We split each script into sentences and for each sentence the valence was calculated by assigning every word its sentimental value from -1 (emotionally negative terms) to 1 (emotionally positive terms). After that, the sentiment for each movie was accumulated and represented using the motion picture timing from 0% (beginning of the movie) to 100% (end of the movie). 

3. Viewers go for U-shaped emotional roller-coasters

We find that customers tend to prefer emotional trajectories which could be described as U-shaped emotional roller-coasters. The analysis revealed that the highest box offices are associated with the Man in a Hole shape which is characterized by an emotional fall followed by an emotional rise (resembling a U-shape) – see below compared to the other five major arcs:

Figure showing six major emotional trajectories of movies
 Six major emotional trajectories of movies

This shape results in financially successful movies (in terms of gross worldwide and gross domestic revenues) irrespective of the genre and production budget. Yet, Man in a Hole succeeds not because it produces most ‘liked’ movies but because it generates most ‘talked about’ movies. Specifically, while Man in a Hole produces high revenue, it is not associated with high IMDb ratings. Yet, the numbers of ratings as well as user and critic reviews are a lot higher for Man in a Hole movies than for movies in any other emotional arc category.

Yet, it would be an oversimplification to say that motion picture industry should only concentrate on producing Man in a Hole movies. Interestingly, a carefully chosen combination of production budget and genre may produce a financially successful movie with any emotional shape. For example, the Icarus shape is good for low budget movies while if you want to shoot a successful tragedy (the Riches to Rags shape), make it epic with a large budget of over 100 million dollars. Other surprising results tell us that Sci-Fi, mystery, and thrillers with happy endings (the Rags to Riches shape) do not do well at the box office. Equally, it is not a good idea to shoot a comedy with a bad ending (the Riches to Rags shape). Also, Oedipus-shaped movies on average do not seem to do well at award ceremonies and festivals (other than the Oscars).
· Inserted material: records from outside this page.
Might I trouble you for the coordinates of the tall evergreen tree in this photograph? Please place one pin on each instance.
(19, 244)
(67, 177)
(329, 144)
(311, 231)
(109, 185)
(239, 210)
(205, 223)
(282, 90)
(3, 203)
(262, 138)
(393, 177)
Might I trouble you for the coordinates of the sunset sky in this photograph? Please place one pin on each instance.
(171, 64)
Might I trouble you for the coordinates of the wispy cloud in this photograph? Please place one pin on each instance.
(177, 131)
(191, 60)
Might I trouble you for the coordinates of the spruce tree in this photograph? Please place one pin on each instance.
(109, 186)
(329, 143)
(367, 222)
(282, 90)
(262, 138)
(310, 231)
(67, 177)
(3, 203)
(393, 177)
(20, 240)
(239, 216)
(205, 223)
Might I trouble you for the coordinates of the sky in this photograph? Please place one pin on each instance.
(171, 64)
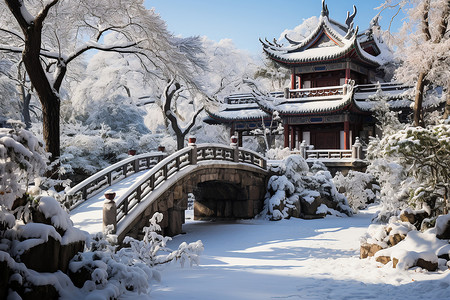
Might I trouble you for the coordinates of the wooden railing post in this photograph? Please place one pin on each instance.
(357, 149)
(303, 147)
(109, 211)
(193, 146)
(235, 147)
(136, 165)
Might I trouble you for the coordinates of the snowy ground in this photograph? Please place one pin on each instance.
(290, 259)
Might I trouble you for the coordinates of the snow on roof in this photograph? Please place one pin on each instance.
(343, 39)
(311, 105)
(249, 107)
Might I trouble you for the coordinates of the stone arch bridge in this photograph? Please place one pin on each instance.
(228, 183)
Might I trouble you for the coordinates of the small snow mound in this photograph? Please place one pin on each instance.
(52, 210)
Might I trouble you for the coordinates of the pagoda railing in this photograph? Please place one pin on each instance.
(110, 175)
(315, 92)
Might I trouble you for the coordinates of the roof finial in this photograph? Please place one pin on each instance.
(374, 21)
(349, 20)
(325, 11)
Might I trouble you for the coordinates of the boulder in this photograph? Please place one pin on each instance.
(67, 252)
(369, 250)
(308, 210)
(35, 292)
(43, 257)
(443, 230)
(394, 239)
(383, 259)
(296, 210)
(428, 265)
(414, 217)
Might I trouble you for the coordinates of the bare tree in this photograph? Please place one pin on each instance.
(171, 93)
(424, 46)
(50, 35)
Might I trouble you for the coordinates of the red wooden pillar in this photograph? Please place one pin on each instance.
(292, 137)
(293, 78)
(286, 135)
(299, 135)
(347, 72)
(346, 132)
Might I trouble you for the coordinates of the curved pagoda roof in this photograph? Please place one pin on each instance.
(363, 99)
(330, 41)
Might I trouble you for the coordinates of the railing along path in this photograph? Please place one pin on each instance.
(110, 175)
(192, 155)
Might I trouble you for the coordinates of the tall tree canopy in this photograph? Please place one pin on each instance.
(50, 35)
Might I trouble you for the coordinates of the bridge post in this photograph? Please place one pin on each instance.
(357, 149)
(234, 144)
(192, 144)
(303, 147)
(109, 211)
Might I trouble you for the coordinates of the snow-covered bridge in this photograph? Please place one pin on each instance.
(227, 181)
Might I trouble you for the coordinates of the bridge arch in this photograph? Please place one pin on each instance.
(248, 184)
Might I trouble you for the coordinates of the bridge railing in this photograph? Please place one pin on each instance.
(110, 175)
(191, 155)
(356, 153)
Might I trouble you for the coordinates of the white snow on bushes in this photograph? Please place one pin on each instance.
(416, 245)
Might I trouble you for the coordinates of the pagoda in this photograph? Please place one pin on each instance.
(335, 78)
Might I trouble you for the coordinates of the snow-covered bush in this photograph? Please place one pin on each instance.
(278, 153)
(400, 244)
(300, 193)
(358, 187)
(149, 249)
(412, 168)
(22, 160)
(129, 269)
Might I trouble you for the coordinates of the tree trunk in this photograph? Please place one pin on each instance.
(180, 141)
(447, 105)
(31, 57)
(26, 98)
(418, 111)
(49, 99)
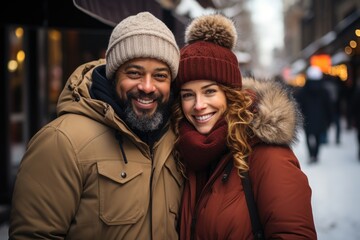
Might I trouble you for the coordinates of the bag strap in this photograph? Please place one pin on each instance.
(250, 201)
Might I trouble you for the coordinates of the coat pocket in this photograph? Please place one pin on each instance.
(123, 191)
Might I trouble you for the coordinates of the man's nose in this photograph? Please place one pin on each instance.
(147, 84)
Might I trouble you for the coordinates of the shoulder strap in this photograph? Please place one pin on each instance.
(254, 216)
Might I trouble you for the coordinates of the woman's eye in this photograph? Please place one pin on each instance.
(186, 95)
(210, 91)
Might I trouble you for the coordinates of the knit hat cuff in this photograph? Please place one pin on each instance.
(142, 46)
(207, 68)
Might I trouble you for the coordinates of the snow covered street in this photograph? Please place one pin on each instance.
(335, 182)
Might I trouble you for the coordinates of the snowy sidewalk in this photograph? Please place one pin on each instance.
(335, 183)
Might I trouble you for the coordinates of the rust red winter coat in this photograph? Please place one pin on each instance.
(281, 190)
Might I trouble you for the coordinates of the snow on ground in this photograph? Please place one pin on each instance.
(335, 182)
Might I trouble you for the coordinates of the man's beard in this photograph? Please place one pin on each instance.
(144, 122)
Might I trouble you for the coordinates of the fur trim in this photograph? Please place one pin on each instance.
(214, 28)
(277, 117)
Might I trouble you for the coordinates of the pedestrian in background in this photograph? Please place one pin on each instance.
(332, 85)
(315, 104)
(104, 168)
(356, 115)
(229, 127)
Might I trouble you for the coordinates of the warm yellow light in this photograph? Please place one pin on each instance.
(20, 56)
(12, 65)
(348, 50)
(300, 80)
(357, 32)
(55, 35)
(19, 32)
(340, 71)
(353, 44)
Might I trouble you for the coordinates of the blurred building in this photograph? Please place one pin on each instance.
(325, 32)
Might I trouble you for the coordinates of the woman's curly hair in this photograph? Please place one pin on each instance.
(238, 117)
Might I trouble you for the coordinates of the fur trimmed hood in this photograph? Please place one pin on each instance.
(277, 117)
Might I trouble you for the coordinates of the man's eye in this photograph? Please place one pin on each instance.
(161, 76)
(133, 74)
(186, 95)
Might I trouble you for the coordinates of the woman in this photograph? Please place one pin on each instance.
(221, 120)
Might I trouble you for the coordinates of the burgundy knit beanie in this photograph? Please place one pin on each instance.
(208, 54)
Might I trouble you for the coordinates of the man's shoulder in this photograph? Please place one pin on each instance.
(77, 128)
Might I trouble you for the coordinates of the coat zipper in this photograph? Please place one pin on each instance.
(151, 191)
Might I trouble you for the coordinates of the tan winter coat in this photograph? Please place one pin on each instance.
(73, 182)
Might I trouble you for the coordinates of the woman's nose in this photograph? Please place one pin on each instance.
(200, 103)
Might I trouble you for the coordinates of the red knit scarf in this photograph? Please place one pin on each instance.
(198, 152)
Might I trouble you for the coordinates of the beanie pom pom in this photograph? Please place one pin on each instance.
(213, 28)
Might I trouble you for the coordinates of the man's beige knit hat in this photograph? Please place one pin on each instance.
(141, 36)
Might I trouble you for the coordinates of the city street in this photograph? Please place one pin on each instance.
(335, 181)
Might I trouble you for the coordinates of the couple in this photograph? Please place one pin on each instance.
(107, 168)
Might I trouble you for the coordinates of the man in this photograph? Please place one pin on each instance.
(104, 168)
Our goal is to shift decision making in the industry to the viewers. By using sentiment analysis, movie makers can potentially engineer content which consumers really want to see. We would like to expand the research and ideally get some industry partners on board to provide us with better data. To date our analysis only looks at full-length movies which lasted on average 108 minutes. In the future we would like to create robust methods to analyse sentiment in all media. We’d like to examine non-fiction such as documentaries and much shorter videos, such as those on YouTube. Once we have optimised the tool it would be good to spin out a company that can commercialise the work and get it into the hands of industry colleagues.

In this blog, Ganna Pogrebna, ESRC Fellow at The Alan Turing Institute and Professor at the University of Birmingham, presents her recent research from the University of Birmingham published by Cornell University Library. Blending behavioural science, computer science, data analytics, engineering and business model innovation, Ganna helps cities, businesses, charities and individuals to better understand why they make decisions they make and how they can optimise their behaviour to achieve higher profit, better social outcomes, as well as flourish and bolster their well-being.